Воссоздание памяти: тема времени в современном искусстве
Как ухватить современность, в чем она выражена для художника, работающего сегодня? Возможно, в том, как художник оперирует временем, ставшим начиная с середины ХХ века и действующим лицом, и медиумом, и сюжетом искусства. Можно создавать визуальную летопись, как Он Кавара, с 1966 года с помощью написания самих дат, или, как бразильская художница Клаудиа Джоскович, вплетать время в видеоповествование, где оно становится и медиумом, трансформирующим пейзаж, и нарративом, где исторические факты транспонируются на кадры конкретного пейзажного пространства.
Кристиан Болтански, Михаль Ровнер, Эстер Шалев‑Герц работают с памятью.
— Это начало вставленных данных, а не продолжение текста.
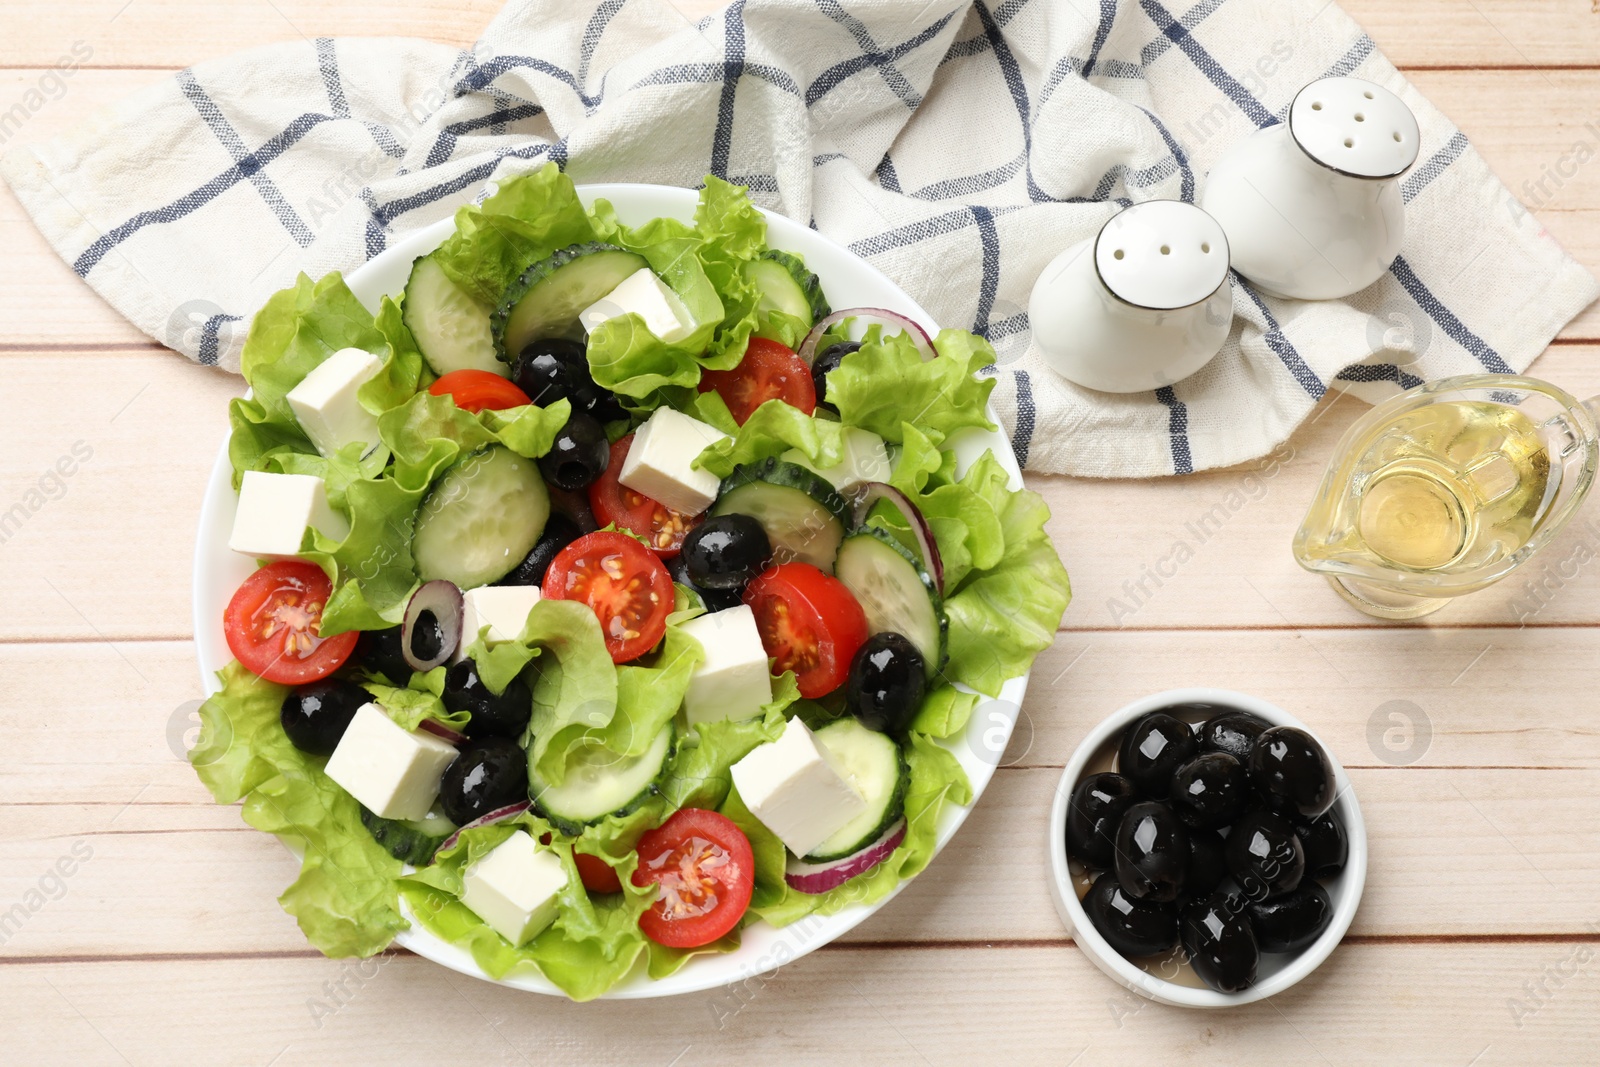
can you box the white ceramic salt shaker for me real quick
[1030,200,1233,394]
[1201,76,1421,301]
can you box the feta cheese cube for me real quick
[459,831,567,947]
[454,585,542,662]
[617,407,728,517]
[286,347,384,459]
[578,268,696,345]
[730,717,867,857]
[675,604,773,725]
[228,470,350,560]
[782,427,891,495]
[323,703,459,821]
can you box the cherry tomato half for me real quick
[428,369,531,413]
[574,851,624,894]
[224,560,358,685]
[588,435,702,557]
[742,562,868,698]
[631,808,754,948]
[543,531,674,663]
[698,337,816,425]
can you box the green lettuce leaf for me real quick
[828,325,998,444]
[691,399,846,480]
[362,668,470,734]
[378,391,570,493]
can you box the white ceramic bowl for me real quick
[1047,688,1367,1007]
[193,183,1032,998]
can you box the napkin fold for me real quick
[5,0,1594,476]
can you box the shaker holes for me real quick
[1114,249,1125,260]
[1160,245,1171,256]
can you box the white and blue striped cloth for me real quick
[5,0,1594,477]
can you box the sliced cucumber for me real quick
[834,527,948,678]
[413,445,550,589]
[806,718,907,862]
[529,724,674,835]
[402,255,507,378]
[711,458,851,573]
[491,242,648,360]
[744,250,830,327]
[359,805,458,867]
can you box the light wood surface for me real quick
[4,2,1600,1064]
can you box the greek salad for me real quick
[193,166,1072,1000]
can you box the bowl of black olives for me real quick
[1047,688,1367,1007]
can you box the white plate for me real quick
[192,183,1031,998]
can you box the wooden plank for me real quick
[1343,0,1600,69]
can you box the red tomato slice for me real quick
[428,370,530,413]
[697,337,816,425]
[588,435,702,557]
[543,531,673,663]
[224,560,358,685]
[574,851,624,894]
[631,808,754,948]
[742,562,868,698]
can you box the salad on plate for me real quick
[193,165,1071,1000]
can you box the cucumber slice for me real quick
[744,250,830,327]
[359,805,458,867]
[805,718,907,862]
[529,724,674,835]
[711,458,851,573]
[413,446,550,589]
[402,255,507,378]
[834,527,948,678]
[492,242,649,361]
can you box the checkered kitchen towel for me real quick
[5,0,1596,477]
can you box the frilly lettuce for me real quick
[827,325,999,444]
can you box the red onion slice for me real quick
[402,579,464,672]
[796,308,938,366]
[417,719,466,746]
[852,482,944,595]
[436,801,533,856]
[784,819,906,894]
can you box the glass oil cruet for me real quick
[1293,374,1600,619]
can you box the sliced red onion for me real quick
[417,719,466,746]
[796,308,938,366]
[437,801,532,855]
[853,482,944,595]
[402,579,463,672]
[784,819,906,894]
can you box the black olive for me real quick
[811,341,860,414]
[1248,882,1333,953]
[511,339,588,407]
[1169,752,1251,830]
[1197,711,1269,762]
[500,513,582,587]
[1225,808,1306,901]
[537,411,611,491]
[437,738,528,825]
[1116,711,1197,799]
[846,632,926,736]
[1186,828,1227,898]
[280,680,368,755]
[1180,893,1259,993]
[408,610,446,666]
[354,626,411,685]
[1294,810,1349,880]
[667,554,744,611]
[1084,871,1177,958]
[1113,801,1190,903]
[681,514,771,591]
[1065,772,1139,869]
[443,659,532,740]
[1248,726,1337,819]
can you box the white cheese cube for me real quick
[286,347,384,459]
[454,585,542,662]
[578,268,696,345]
[617,407,728,517]
[730,717,866,857]
[459,830,567,947]
[323,703,459,821]
[675,604,773,725]
[782,427,891,495]
[228,470,350,560]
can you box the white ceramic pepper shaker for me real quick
[1201,76,1421,301]
[1030,200,1233,394]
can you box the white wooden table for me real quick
[3,2,1599,1063]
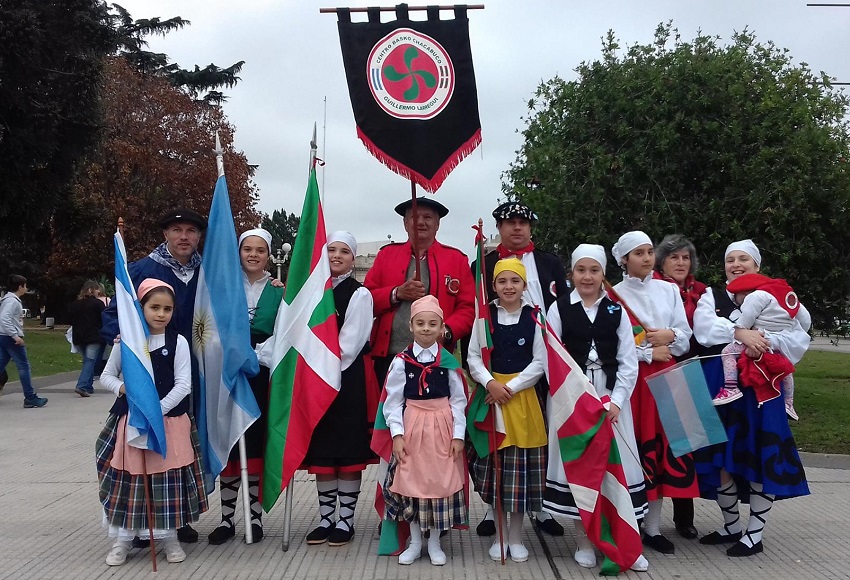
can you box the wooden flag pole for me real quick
[410,180,420,281]
[602,279,649,331]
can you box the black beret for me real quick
[394,197,449,218]
[492,201,537,223]
[156,208,208,231]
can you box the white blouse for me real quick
[101,333,192,414]
[332,274,374,371]
[613,273,692,363]
[383,342,467,440]
[546,290,639,410]
[467,299,545,395]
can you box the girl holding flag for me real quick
[467,257,547,564]
[609,231,698,555]
[97,279,207,566]
[543,244,649,571]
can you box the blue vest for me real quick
[402,346,451,400]
[489,304,536,375]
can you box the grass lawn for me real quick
[790,350,850,455]
[3,321,81,382]
[4,324,849,454]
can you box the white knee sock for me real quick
[643,499,663,537]
[247,476,262,526]
[741,482,773,547]
[483,505,494,521]
[574,520,594,552]
[508,512,524,545]
[336,477,361,532]
[315,479,338,529]
[715,480,742,536]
Память всегда основана на личном опыте переживания истории, а трагическая история Катастрофы становится для этих и многих других художников нулевым, исходным уровнем описания, доизображения персональной памяти. И тогда самые обычные, повседневные элементы памяти обретают особенное значение, статус искусства в контексте художественного события, инициированного художником. А Кристиан Болтански говорит о «маленькой памяти», важной потому, что каждый человек на Земле достоин Памяти, собственного музея, и, воссоздавая личную память на стенах, от пола до потолка покрытых именами ушедших людей, на полу, застеленном вещами, свидетельствующими о существовании обладателей тел, которым когда‑то они принадлежали, показывая самые обычные предметы как уникальные факты чьей‑то биографии, художник сопротивляется забвению.
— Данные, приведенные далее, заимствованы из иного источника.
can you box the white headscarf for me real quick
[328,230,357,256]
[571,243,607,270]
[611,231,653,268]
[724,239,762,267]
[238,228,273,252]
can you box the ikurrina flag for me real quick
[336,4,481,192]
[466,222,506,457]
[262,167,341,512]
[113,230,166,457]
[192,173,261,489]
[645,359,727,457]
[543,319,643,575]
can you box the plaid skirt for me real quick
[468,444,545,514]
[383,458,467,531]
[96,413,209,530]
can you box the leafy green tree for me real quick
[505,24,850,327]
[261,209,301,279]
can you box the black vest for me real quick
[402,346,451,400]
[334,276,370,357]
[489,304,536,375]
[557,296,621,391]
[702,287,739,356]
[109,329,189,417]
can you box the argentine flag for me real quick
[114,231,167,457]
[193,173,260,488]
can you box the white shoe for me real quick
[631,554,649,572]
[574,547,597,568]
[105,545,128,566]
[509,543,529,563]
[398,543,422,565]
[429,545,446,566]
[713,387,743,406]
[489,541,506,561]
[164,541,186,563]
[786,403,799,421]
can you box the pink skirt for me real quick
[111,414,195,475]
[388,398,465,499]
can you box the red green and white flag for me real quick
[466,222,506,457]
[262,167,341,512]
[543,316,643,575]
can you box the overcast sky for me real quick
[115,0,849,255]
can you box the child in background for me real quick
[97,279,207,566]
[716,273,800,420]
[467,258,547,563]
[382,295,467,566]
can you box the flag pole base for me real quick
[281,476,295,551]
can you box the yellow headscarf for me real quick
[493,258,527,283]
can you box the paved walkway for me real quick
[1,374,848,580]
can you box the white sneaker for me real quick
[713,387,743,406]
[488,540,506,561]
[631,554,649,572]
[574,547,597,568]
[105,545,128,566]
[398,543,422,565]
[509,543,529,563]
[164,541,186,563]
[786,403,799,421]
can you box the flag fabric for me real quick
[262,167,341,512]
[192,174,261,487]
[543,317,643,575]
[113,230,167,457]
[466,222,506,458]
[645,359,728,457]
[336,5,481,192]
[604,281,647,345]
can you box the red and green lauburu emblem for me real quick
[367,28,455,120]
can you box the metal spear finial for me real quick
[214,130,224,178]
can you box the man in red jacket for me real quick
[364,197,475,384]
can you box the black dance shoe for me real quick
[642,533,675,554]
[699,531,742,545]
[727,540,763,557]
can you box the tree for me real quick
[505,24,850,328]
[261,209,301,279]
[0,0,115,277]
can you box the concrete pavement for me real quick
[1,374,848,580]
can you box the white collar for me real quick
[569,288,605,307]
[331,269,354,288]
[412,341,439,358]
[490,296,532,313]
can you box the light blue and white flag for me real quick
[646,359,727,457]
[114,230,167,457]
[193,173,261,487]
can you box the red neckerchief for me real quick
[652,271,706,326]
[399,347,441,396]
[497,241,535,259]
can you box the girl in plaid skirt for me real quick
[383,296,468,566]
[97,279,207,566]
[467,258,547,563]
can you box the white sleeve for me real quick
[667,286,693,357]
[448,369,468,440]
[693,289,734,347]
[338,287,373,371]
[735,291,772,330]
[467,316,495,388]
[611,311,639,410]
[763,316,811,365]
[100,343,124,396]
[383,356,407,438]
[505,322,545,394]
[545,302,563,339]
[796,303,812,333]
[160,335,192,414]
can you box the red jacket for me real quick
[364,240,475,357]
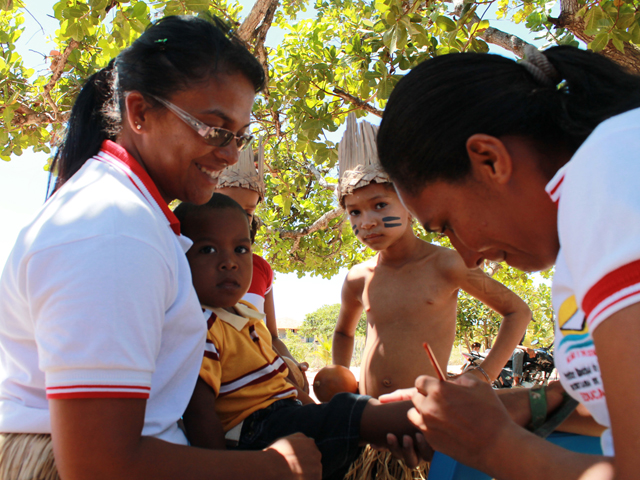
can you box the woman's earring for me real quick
[135,123,142,130]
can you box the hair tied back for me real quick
[520,45,560,87]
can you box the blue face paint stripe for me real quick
[384,223,402,228]
[382,216,401,222]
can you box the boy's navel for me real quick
[382,378,392,388]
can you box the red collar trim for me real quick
[545,164,567,207]
[100,140,180,235]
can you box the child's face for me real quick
[344,182,412,251]
[216,186,260,223]
[185,208,253,309]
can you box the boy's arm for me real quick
[332,273,365,368]
[450,257,532,382]
[182,377,227,450]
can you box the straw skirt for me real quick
[344,445,429,480]
[0,433,60,480]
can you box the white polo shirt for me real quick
[0,140,206,444]
[547,107,640,456]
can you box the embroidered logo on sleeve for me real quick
[558,295,587,334]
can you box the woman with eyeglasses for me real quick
[376,46,640,480]
[0,15,320,480]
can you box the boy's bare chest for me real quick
[360,265,456,318]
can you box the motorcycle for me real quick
[462,340,555,389]
[521,339,555,387]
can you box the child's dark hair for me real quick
[49,15,265,196]
[378,46,640,195]
[174,193,249,236]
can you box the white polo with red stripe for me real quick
[0,140,205,444]
[546,107,640,456]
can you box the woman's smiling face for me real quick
[134,73,256,206]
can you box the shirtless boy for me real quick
[332,114,532,399]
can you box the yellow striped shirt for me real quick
[199,301,297,432]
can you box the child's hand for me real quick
[264,433,322,480]
[374,433,433,468]
[378,387,416,403]
[297,361,310,393]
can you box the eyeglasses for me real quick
[149,94,253,151]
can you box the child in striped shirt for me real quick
[178,194,430,480]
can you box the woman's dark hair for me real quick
[174,193,249,237]
[378,46,640,195]
[49,15,265,196]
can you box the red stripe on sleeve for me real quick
[583,258,640,317]
[47,391,150,400]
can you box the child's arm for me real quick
[449,256,532,382]
[182,377,226,450]
[332,273,365,368]
[265,289,297,362]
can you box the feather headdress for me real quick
[216,141,266,201]
[337,113,390,207]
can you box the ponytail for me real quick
[378,46,640,194]
[48,59,117,196]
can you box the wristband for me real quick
[528,386,547,431]
[471,366,491,384]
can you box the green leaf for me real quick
[436,15,456,32]
[185,0,209,12]
[589,32,610,52]
[131,1,147,17]
[62,7,86,19]
[630,22,640,44]
[611,37,625,52]
[396,25,408,49]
Тема памяти — особая в контексте современного искусства — неразрывно связана с историей ХХ века, той историей, после которой искусство уже нельзя помыслить, по Адорно. Эта тема — неизобразимого, не поддающегося репрезентации, поскольку после Катастрофы и после Второй мировой войны невозможно жить и работать, не осмысляя травматический опыт прошлого, не переозначивая существовавшие до этого момента изобразительные коды. Какова может быть реакция художника? Радикальная — как отказ от репрезентации, что может быть понято в системе современного искусства как критика образности, вслед за критикой автора, читай, его «смертью», а также в ряду всех предшествующих «смертей»: Бога, Человека, Героя.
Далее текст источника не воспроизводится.